Thursday, February 3, 2011
Dispatch One: Mission Station City of,
on the shore of Lake Victoria
Feb 03 2011
Our journey to Mwanza. First, , the city of peace, welcomed two missionary teachers from the MSJ. The temperature was hot, upper eighties and nineties. The city was crowded. The traffic was slow. But, like Paul in the Mediterranean, we traveled on. No shipwreck, no chains, no tossing things out of the plane. Nine thousand miles traveled at 35,000 feet in the air. Safe arrival in the mega-city of Dar es Salaam, on the coast of the Indian Ocean.
On the journey. Lines to wait in. People to watch. Many languages. Different styles of dress. Made friends with some folks from Chile – they did not understand our English and we did not understand their Espanol, but we communicated. Prayed with some Nigerian Catholics, Ibo Tribe, for safe travel back to their homeland. They made the sign of the cross in the same way as we do.
Brother Nathan and I, talked much on what and how and why and where and who and what if. Western, Eastern, Anglican theology, authors, spirituality. Put away the clothes for the cold weather – short sleeves are the uniform of the day. Got long sleeved shirt back out again as the planes were well air conditioned.
Nathan met our taxi driver in Dar es Salaam who has served us for six years, Edison. Edison and Nathan exchanged contact information for future ministry trips.
Flight to Mwanza. was hot. Mwanza was cooler. It is rainy season – low temperatures in the seventies, maybe even high sixties. Nathan and I met with diocesan bishop, Rt Rev Boniface Kwangu. His plan, Nathan teach in Mwanza, at Nyakato Bible School, all new students, teaching lesson plans starting with Course 101. Fr Francis travel to Geita, several hours away, and teach former students, advanced lesson plans. Fr Francis will rejoin Nathan for closing meeting with the bishop and journey back to the USA.

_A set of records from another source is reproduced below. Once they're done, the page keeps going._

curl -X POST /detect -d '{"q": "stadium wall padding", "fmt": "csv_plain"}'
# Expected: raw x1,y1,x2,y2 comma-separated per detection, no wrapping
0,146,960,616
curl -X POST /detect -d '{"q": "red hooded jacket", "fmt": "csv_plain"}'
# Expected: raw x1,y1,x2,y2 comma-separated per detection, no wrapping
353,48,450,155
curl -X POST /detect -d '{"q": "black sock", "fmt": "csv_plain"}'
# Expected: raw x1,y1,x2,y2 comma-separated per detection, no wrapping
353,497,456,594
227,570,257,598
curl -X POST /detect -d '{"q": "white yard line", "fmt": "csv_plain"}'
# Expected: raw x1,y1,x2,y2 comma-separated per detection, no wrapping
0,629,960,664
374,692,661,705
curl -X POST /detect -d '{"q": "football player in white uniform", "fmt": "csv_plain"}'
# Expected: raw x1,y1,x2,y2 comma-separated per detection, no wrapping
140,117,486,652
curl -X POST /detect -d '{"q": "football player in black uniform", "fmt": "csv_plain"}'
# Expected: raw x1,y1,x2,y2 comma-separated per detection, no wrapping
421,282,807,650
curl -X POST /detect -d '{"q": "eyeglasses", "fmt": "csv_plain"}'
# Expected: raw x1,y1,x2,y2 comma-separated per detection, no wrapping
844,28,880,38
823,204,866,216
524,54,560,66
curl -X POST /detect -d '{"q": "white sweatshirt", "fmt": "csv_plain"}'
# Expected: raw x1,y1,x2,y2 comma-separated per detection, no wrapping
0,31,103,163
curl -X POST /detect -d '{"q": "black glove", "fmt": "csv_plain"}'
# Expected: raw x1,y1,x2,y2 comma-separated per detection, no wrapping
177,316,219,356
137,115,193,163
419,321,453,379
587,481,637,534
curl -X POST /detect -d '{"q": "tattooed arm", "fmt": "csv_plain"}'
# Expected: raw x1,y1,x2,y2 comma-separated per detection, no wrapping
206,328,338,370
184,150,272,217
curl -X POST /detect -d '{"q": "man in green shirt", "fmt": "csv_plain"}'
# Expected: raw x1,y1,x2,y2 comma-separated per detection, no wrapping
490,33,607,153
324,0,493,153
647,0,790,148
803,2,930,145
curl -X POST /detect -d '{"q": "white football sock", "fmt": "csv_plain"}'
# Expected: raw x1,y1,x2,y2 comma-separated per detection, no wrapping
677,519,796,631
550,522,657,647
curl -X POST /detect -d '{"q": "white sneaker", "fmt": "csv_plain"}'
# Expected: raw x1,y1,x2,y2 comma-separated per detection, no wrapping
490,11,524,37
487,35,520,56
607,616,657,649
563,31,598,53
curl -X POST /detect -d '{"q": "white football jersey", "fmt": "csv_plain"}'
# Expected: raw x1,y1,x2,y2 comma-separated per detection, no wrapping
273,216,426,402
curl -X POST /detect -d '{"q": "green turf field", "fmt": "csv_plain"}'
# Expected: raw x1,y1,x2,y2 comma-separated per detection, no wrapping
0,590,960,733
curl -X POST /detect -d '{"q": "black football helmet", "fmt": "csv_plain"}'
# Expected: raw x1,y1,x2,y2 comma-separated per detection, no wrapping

Nathan made arrangements for interpreters, for housing, for financing, and for sustenance. He learns well. Bishop Kwangu recognized the future and acted accordingly.
We rested in Dubai. We rested in Dar es Salaam. It was good to arrive rested in Mwanza because we start teaching !
So, the work has started. Teaching simultaneously in two locations. Your prayers and financial support has birthed classes in two areas, concurrently. The OFM ministry grows. Thank you God. Thank you God's people.